Il governatore della California Gavin Newsom suscita polemiche paragonando Israele a uno "stato di apartheid" e criticando la partnership militare statunitense, durante il suo tour del libro.
Quando gli è stato chiesto se gli Stati Uniti debbano riconsiderare i loro stretti legami militari con Israele, Newsom non ha usato mezzi termini. "La situazione nei territori occupati è inaccettabile", ha affermato con fermezza. 'La discriminazione sistematica e le violazioni dei diritti umani contro il popolo palestinese sono inconcepibili. Le politiche di Israele sono simili all'apartheid e, in tutta coscienza, non posso sostenere un'alleanza militare con uno stato del genere.'
I commenti di Newsom arrivano in un momento di accresciute tensioni tra Stati Uniti e Iran, con i due paesi impegnati in un conflitto militare sempre più pericoloso. Anche il governatore della California è stato critico nei confronti di questa guerra, descrivendola come un "pantano costoso e inutile" che ha "esacerbato l'instabilità regionale e costato innumerevoli vite".
"Invece di versare più sangue e risorse americane in questo conflitto, dovremmo concentrare i nostri sforzi sulla diplomazia e sulla riduzione dell'escalation", ha affermato Newsom. "Una soluzione negoziata che affronti le legittime rivendicazioni di tutte le parti è l'unico modo per raggiungere una pace duratura nella regione."
Le osservazioni di Newsom sicuramente accenderanno dibattiti e polemiche, poiché la relazione USA-Israele è stata a lungo considerata una vacca sacra nella politica americana. Tuttavia, la volontà del governatore di denunciare quelli che considera abusi dei diritti umani e politiche ingiuste potrebbe trovare risonanza in un segmento crescente della base democratica, in particolare negli elettori più giovani e progressisti.
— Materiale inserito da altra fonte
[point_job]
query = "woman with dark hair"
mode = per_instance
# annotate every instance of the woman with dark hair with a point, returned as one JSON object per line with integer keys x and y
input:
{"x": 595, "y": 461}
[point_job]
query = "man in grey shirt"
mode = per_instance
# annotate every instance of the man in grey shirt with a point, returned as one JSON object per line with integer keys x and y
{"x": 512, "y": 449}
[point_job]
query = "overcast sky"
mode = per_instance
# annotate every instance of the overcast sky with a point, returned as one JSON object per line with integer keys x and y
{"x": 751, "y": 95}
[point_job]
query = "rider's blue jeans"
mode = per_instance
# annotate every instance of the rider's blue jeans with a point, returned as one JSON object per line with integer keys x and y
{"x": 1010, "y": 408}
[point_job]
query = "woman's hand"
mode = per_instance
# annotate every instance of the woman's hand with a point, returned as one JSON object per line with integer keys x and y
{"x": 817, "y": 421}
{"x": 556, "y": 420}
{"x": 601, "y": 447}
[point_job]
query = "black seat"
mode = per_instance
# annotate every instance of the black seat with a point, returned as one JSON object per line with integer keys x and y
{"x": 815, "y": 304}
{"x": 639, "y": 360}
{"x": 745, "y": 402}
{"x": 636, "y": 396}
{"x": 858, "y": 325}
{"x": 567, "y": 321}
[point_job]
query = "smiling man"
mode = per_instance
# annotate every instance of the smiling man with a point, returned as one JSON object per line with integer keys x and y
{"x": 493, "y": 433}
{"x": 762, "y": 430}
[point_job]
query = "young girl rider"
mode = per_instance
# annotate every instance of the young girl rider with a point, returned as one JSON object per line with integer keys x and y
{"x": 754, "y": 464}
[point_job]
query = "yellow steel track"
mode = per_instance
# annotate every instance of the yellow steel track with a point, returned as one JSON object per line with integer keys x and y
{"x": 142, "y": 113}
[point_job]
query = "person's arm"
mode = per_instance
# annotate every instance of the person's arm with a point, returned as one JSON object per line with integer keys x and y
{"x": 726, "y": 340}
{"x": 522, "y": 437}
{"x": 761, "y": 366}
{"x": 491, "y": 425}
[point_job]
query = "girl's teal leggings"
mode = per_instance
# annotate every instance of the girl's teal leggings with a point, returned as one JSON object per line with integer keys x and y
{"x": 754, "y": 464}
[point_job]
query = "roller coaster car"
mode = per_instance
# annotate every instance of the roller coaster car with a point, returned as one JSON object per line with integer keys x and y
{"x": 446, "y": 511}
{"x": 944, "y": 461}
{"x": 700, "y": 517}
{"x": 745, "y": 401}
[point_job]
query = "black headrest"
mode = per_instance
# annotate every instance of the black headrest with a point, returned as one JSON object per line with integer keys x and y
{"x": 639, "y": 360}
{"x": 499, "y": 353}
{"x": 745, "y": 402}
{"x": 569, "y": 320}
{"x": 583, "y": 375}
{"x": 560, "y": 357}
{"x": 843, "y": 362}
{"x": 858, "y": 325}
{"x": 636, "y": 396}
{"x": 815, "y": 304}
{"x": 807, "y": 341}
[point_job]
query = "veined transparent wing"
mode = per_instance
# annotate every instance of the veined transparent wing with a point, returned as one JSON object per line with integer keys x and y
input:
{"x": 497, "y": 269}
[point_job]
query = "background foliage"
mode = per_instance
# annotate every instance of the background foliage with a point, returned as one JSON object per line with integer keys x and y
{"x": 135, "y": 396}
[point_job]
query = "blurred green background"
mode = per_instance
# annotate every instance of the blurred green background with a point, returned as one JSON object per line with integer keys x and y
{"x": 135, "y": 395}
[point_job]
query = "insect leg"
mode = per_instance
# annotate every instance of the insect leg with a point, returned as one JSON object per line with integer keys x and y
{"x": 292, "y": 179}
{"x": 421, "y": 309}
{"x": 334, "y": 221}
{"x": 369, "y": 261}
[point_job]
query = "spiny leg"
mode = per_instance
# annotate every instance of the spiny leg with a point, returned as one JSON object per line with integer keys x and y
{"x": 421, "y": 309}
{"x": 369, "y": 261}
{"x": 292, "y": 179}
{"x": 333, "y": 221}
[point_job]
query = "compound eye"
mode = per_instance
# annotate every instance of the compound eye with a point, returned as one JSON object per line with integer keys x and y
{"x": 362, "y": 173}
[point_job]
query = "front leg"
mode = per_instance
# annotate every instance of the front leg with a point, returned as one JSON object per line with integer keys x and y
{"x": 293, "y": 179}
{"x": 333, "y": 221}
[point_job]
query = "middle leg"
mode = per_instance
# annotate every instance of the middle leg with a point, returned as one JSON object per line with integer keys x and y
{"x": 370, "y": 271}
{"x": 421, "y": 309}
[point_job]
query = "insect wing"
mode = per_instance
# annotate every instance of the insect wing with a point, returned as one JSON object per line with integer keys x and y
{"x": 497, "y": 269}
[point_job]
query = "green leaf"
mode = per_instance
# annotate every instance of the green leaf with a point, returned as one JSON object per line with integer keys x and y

In definitiva, i commenti di Newsom riflettono un cambiamento più ampio nell'atteggiamento americano nei confronti di Israele, poiché sempre più persone, soprattutto all'interno del partito Democratico, sono disposte a esaminare criticamente le azioni del Paese e a mettere in discussione il sostegno incondizionato di cui ha tradizionalmente goduto da parte del governo degli Stati Uniti.
Resta da vedere se la posizione di Newsom su Israele e sulla guerra in Iran aiuterà o danneggerà le sue potenziali ambizioni presidenziali. Ma la sua volontà di assumere una posizione di principio su queste questioni delicate potrebbe certamente distinguerlo dagli altri contendenti democratici negli anni a venire.